6. Si nous avons bien compris, que Dieu en soit loué; si quelqu'un n'a pas parfaitement saisi ces vérités, il est allé aussi loin que les forces humaines le lui ont permis, et il doit considérer ce qui surpasse son intelligence, comme l'objet de ses espérances immortelles. Pareils à des ouvriers, nous pouvons bien extérieurement planter et arroser; mais à Dieu seul il appartient de donner l'accroissement (1). "Ma doctrine", dit le Sauveur, "ne vient pas de moi, mais de Celui qui m'a envoyé". Qu'il écoute le conseil du Maître, celui qui dit: Je n'ai pas compris. Car, après avoir dit cette grande et mystérieuse chose, le Sauveur Jésus vit bien que tous ne saisiraient pas un enseignement aussi profond; il leur donna donc immédiatement un conseil. Veux-tu comprendre? Aie la foi; car le Seigneur a dit par la bouche du Prophète: "Si vous ne croyez, vous ne comprendrez point (2)". A cela revient ce qu'ajouta ensuite le Sauveur: "Si quelqu'un veut faire la volonté de Dieu, il saura de ma doctrine si elle vient de Dieu, ou si je parle de moi-même". Qu'est-ce que cela: "Si quelqu'un veut faire la volonté de Dieu?" Moi j'avais dit: Si quelqu'un croit, et j'avais conseillé de croire. Si tu n'as pas compris, je le répète, aie la foi; car l'intelligence est la récompense de la foi. Ne cherche donc pas à comprendre, afin de croire; mais crois, afin de comprendre, parce que "si vous ne croyez, vous ne comprendrez pas". Pour vous rendre capables de comprendre, je vous avais indiqué, comme moyen, l'obéissance de la foi, et j'avais dit que le Sauveur Jésus nous a recommandé le même moyen, dans la phrase suivante; et néanmoins nous l'entendons nous dire: "Si quelqu'un veut faire la volonté de Dieu, il saura de ma doctrine". "Il saura", c'est-à-dire il comprendra; et ces paroles: "Si quelqu'un veut faire la volonté de Dieu", signifient: Si quelqu'un veut croire. Mais puisque ces mots: "Il saura", veulent dire comprendre, tous comprennent; et ces autres: "Si quelqu'un veut faire la volonté de Dieu", signifiant la même chose que croire, nous avons besoin, pour mieux comprendre, que Notre-Seigneur lui-même

1. 1Co 3,6. - 2 Is 7,9 selon les Septante.

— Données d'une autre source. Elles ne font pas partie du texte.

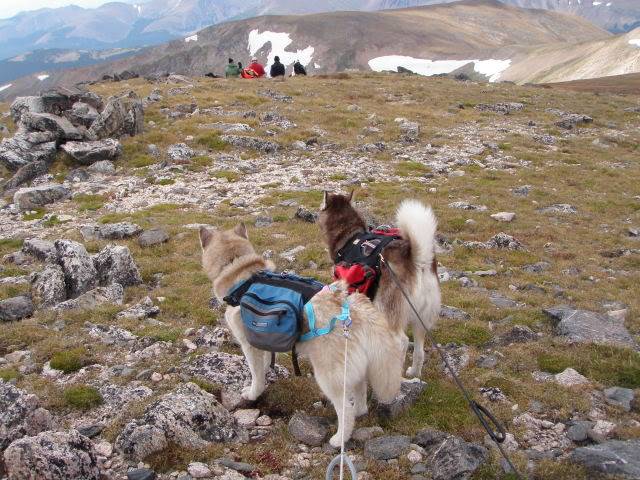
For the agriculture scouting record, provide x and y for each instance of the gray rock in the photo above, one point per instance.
(52, 456)
(449, 457)
(48, 287)
(156, 236)
(586, 326)
(79, 271)
(306, 215)
(308, 430)
(115, 264)
(614, 457)
(110, 231)
(87, 153)
(562, 208)
(121, 116)
(15, 308)
(188, 417)
(20, 415)
(387, 447)
(25, 174)
(104, 167)
(37, 197)
(410, 392)
(453, 313)
(141, 474)
(62, 128)
(251, 142)
(113, 294)
(24, 148)
(180, 152)
(140, 311)
(620, 397)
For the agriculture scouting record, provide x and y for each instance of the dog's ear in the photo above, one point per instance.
(325, 200)
(205, 236)
(241, 230)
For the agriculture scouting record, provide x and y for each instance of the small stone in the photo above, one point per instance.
(504, 216)
(199, 470)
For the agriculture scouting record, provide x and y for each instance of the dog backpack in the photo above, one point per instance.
(358, 262)
(271, 306)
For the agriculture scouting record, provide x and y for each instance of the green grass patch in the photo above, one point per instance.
(212, 141)
(89, 203)
(82, 397)
(69, 361)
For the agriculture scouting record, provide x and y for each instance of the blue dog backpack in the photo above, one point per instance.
(271, 306)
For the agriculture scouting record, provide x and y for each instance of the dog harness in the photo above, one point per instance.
(358, 262)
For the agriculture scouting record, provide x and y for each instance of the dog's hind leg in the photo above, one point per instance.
(415, 370)
(258, 361)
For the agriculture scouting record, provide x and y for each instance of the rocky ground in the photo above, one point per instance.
(114, 360)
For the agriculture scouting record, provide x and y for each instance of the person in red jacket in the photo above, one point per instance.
(257, 68)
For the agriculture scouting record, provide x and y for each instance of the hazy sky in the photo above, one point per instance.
(8, 8)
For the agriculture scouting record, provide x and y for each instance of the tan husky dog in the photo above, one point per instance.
(412, 258)
(374, 349)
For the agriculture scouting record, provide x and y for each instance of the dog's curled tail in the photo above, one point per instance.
(418, 225)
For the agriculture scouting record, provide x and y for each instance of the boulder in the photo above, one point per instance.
(79, 271)
(309, 430)
(15, 308)
(586, 326)
(156, 236)
(113, 294)
(110, 231)
(387, 447)
(20, 415)
(37, 197)
(449, 457)
(52, 456)
(48, 286)
(121, 116)
(87, 153)
(25, 148)
(188, 417)
(115, 264)
(251, 142)
(104, 167)
(614, 457)
(62, 128)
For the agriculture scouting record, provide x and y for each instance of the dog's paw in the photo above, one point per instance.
(249, 395)
(411, 373)
(336, 440)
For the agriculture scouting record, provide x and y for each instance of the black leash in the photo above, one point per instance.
(486, 418)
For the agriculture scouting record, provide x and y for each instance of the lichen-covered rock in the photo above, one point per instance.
(110, 231)
(15, 308)
(188, 417)
(52, 456)
(112, 294)
(48, 287)
(115, 264)
(79, 271)
(87, 153)
(20, 415)
(36, 197)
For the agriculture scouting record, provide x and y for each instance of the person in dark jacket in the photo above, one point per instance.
(299, 69)
(232, 70)
(277, 69)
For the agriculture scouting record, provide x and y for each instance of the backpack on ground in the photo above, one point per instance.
(272, 308)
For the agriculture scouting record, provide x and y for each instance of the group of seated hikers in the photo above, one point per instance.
(256, 70)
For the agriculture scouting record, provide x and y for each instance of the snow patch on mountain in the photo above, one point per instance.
(491, 68)
(279, 42)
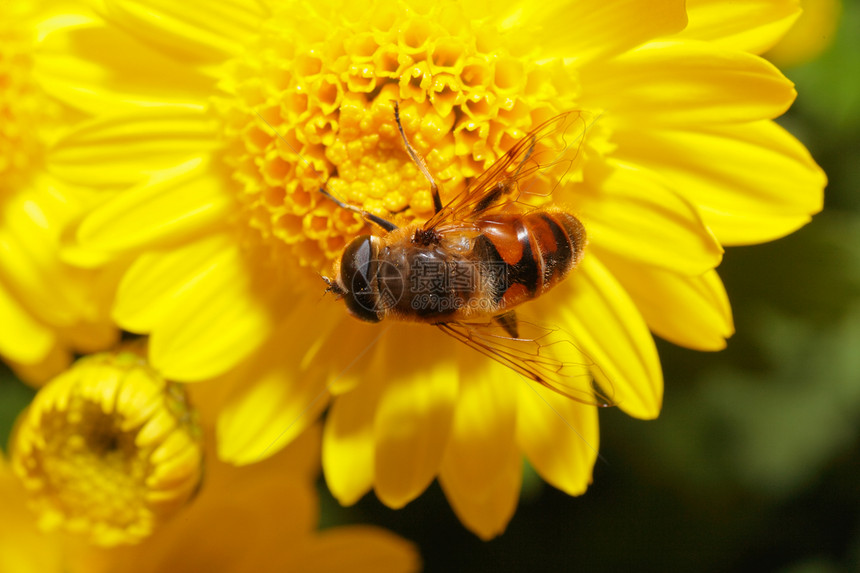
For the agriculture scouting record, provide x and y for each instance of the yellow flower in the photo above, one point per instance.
(813, 34)
(110, 450)
(47, 308)
(229, 233)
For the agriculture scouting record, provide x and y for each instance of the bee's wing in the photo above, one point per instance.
(555, 142)
(548, 356)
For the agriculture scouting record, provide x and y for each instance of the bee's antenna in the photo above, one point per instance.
(332, 286)
(434, 189)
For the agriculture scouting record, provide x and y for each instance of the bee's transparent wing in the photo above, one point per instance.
(546, 355)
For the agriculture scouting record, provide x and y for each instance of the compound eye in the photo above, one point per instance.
(358, 273)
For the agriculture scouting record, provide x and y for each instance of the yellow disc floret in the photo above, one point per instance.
(108, 449)
(312, 105)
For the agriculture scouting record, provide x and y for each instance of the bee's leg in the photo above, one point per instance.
(434, 189)
(387, 225)
(508, 321)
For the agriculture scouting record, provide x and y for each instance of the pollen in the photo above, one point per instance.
(108, 449)
(313, 106)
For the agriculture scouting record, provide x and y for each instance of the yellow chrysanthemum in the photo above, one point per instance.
(108, 449)
(112, 451)
(813, 34)
(47, 308)
(229, 233)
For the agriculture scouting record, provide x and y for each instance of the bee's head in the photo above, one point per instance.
(355, 280)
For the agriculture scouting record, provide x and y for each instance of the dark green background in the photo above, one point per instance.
(753, 464)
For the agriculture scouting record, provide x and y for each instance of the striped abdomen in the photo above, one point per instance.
(537, 250)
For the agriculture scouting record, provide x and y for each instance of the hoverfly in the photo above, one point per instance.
(481, 255)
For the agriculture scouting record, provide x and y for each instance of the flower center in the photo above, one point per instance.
(108, 449)
(312, 105)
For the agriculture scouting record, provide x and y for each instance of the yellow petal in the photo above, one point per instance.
(357, 549)
(752, 25)
(558, 436)
(273, 396)
(193, 32)
(752, 182)
(216, 321)
(72, 65)
(482, 433)
(686, 82)
(29, 263)
(413, 419)
(24, 548)
(608, 328)
(633, 214)
(22, 338)
(688, 311)
(170, 207)
(481, 470)
(591, 29)
(348, 444)
(486, 512)
(156, 282)
(121, 151)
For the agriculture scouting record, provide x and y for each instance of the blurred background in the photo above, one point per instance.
(754, 464)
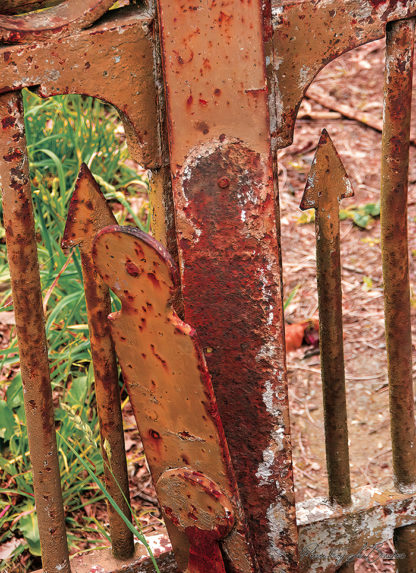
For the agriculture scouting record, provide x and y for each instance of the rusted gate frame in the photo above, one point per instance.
(360, 22)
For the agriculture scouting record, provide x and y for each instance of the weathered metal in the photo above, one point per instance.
(54, 21)
(30, 328)
(394, 245)
(169, 387)
(112, 61)
(222, 178)
(198, 507)
(103, 560)
(299, 55)
(327, 184)
(394, 248)
(89, 213)
(22, 6)
(331, 534)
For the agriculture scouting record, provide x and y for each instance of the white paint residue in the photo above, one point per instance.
(265, 470)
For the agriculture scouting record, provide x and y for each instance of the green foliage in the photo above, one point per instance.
(62, 132)
(361, 215)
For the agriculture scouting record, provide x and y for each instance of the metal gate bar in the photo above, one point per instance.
(394, 244)
(88, 213)
(30, 328)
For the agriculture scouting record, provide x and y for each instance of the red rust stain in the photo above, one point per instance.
(8, 121)
(153, 280)
(132, 269)
(13, 156)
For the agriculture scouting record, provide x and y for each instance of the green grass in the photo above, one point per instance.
(62, 132)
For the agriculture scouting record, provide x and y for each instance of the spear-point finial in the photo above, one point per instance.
(88, 211)
(327, 177)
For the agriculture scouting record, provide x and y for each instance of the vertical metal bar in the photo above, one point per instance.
(27, 301)
(394, 244)
(89, 213)
(222, 178)
(327, 184)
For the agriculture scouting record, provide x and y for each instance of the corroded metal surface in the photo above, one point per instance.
(22, 6)
(167, 379)
(112, 61)
(327, 184)
(338, 26)
(89, 213)
(197, 506)
(103, 561)
(394, 184)
(62, 19)
(222, 178)
(30, 328)
(331, 534)
(394, 248)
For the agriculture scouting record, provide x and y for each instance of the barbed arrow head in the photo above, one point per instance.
(327, 178)
(88, 211)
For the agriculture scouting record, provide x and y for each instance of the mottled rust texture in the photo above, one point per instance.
(394, 247)
(299, 54)
(327, 184)
(60, 20)
(167, 378)
(197, 506)
(103, 561)
(394, 183)
(218, 123)
(112, 61)
(88, 214)
(330, 534)
(27, 302)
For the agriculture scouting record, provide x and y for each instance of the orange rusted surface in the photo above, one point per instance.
(166, 377)
(327, 184)
(330, 535)
(60, 20)
(112, 61)
(30, 328)
(394, 248)
(88, 214)
(299, 54)
(197, 506)
(222, 176)
(103, 561)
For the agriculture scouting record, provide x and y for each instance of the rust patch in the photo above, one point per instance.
(327, 184)
(167, 378)
(88, 213)
(27, 302)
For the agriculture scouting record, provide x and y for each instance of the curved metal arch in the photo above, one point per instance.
(60, 20)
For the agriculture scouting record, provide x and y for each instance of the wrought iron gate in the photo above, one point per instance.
(208, 92)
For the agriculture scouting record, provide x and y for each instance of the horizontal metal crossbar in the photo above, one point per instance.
(330, 534)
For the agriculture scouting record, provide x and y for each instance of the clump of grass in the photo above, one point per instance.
(62, 132)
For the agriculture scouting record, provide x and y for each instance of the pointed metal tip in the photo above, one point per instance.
(88, 210)
(326, 176)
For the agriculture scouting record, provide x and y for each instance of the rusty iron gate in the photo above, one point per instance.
(209, 92)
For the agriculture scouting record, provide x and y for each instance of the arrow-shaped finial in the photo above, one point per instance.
(327, 177)
(88, 211)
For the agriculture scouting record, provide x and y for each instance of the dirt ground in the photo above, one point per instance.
(356, 81)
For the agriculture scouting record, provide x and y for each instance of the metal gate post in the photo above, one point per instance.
(222, 176)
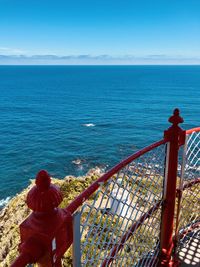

nous instruise; il faut qu'il nous dise si réellement l'accomplissement de la volonté de son Père est corrélatif à la foi. Quelqu'un ignore-t-il qu'accomplir la volonté de Dieu, c'est faire son oeuvre, ou, en d'autres termes, ce qui lui plaît? Le Sauveur dit formellement ailleurs: "C'est l'oeuvre de Dieu que vous croyiez en Celui qui m'a envoyé (1)". "Que vous croyiez en lui", et non pas que vous croyiez à lui. Si vous croyez en lui, croyez à lui; mais quiconque croit à lui, ne croit pas par cela même en lui; car les démons croyaient à lui sans croire en lui,. Nous pouvons, de même, dire de son Apôtre: Nous croyons à Paul, et non pas, nous croyons en Paul: nous croyons à Pierre, et non, nous croyons en Pierre. "Lorsqu'un homme croit en celui qui justifie le pécheur, sa foi lui est imputée à justice (2)". Qu'est-ce donc que croire en lui? C'est l'aimer, c'est le chérir, c'est tendre vers lui, c'est s'incorporer à ses membres, et tout cela, par la foi. La foi, voilà donc ce que Dieu exige de nous, et voilà, néanmoins, ce qu'il ne peut trouver en nous, à moins qu'il ne l'y mette lui-même par sa grâce. De quelle foi est-il ici question, sinon de celle dont l'Apôtre a si bien tracé le caractère, quand il a dit: "La circoncision et l'incirconcision ne servent de rien; la foi seule qui agit par la charité, sert à quelque chose (3)". Il ne s'agit pas d'une foi quelconque, mais de celle "qui agit par la charité". Puisse-t-elle se trouver en toi, et tu auras l'intelligence de sa doctrine. Que comprendras-tu? Que "cette doctrine n'est pas la mienne, mais qu'elle vient de Celui qui m'a envoyé"; en d'autres termes, tu sauras que le Christ est le Fils de Dieu, qu'il est la doctrine du Père; il n'est pas à lui-même son principe, mais il est le Fils de Dieu.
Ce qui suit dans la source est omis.